Fewer than 7% of consumers have ever even looked at a comparison site for broadband - mobile is something like 20%, gas/electric 33%, car insurance 70%

Deregulation of utilities was supposed to make everything cheaper by introducing competition, and in theory this works - but it relies on consumers being rational actors(!).

In fact there is a solid economics paper that suggests comparison sites have actually had the perverse effect of increasing prices - and will do unless/until there is better competition among PCWs themselves.

We're working on this :)
 
MoneySavingExpert's Cheap Energy Club does a good job for gas and electricity - we've saved over £500 by switching a couple of times thanks to their recommendations.

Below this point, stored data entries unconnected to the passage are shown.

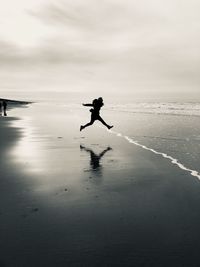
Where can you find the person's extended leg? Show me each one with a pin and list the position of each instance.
(104, 123)
(86, 125)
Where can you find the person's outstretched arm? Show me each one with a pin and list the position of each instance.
(88, 105)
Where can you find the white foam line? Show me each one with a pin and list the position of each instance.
(164, 155)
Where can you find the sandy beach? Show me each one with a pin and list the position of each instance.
(92, 198)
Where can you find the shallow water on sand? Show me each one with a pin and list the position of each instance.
(94, 199)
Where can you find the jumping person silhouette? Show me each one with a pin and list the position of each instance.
(97, 104)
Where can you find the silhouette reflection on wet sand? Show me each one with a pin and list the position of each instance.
(95, 165)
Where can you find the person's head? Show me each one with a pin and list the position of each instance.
(94, 101)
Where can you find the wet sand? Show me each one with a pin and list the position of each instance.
(90, 198)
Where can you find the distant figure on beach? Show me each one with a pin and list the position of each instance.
(4, 107)
(97, 104)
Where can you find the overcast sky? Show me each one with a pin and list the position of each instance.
(128, 45)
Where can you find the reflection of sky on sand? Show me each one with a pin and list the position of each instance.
(48, 151)
(26, 150)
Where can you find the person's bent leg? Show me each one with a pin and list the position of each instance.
(104, 123)
(86, 125)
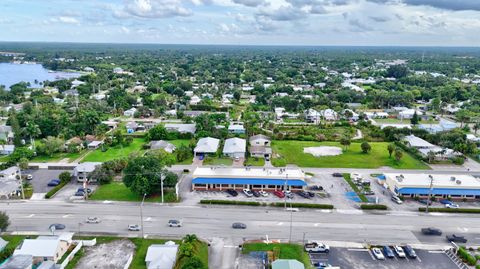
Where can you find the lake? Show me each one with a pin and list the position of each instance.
(11, 73)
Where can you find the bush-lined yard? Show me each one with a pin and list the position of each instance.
(291, 152)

Plus you're not obliged to give vast amounts of info in order to do a comparison.
https://www.moneysavingexpert.com/cheapenergyclub
 
With the gas and electric try changing consumption in Summer and Winter to account for the fact you might be using 5x as much gas for heating in winter, compared to the summer. Mine was annual gas 5000KWH/year for summer and 20000KWH/year in winter

Why not just enter your actual consumption from last year? Should be on your bill(s).
 
Is that really cheaper than a low fixed tariff from one of the challenger providers (ie not the big 6)? I can see how it might be as long as you're willing to switch twice a year...
 
Several recent governments have got their approach to this wrong. By encouraging switching, all they've done is get the market to operate like car insurance and mobile phones markets do.

Ie, customers get stung by default - and are only treated fairly if they continually switch supplier.

There must be a better way!
 
I agree, as things stand, switching can be pretty lucrative - and staying put is a mug's game.
 
Several recent governments have got their approach to this wrong. By encouraging switching, all they've done is get the market to operate like car insurance and mobile phones markets do.

Ie, customers get stung by default - and are only treated fairly if they continually switch supplier.

There must be a better way!

There probably is in a moral sense, but they are thinking about margins and also the acquisition of new customers with tasty offers which are, of course, subsidised by existing ones. If you don't keep pitching to new customers with interesting deals and everyone around you is, you wont be morally bankrupt. Just monetarily so.
 
£50-100 per year doesn't sound like much money to go through the hassle of switching energy supplier twice and having 12 meter readings a year.

How much time does the above consume, because you need to put a value on your time. If that takes you say 10 hours a year then that's pretty much the equivalent of doing 10 hours work for as little as £5 per hour.
 
Couldn't both of you boost your savings by also going through Quidco or a similar cashback site, where you switch energy supplier or phone supplier and get paid to do so at the same time? ;)

I suppose a few hundred quid a year could potentially be a lot of money if you shove it in a pension, get the government tax credit, and then benefit from a couple of decades of compound growth.... that's what I usually do with my little wins, subsidise my pension savings.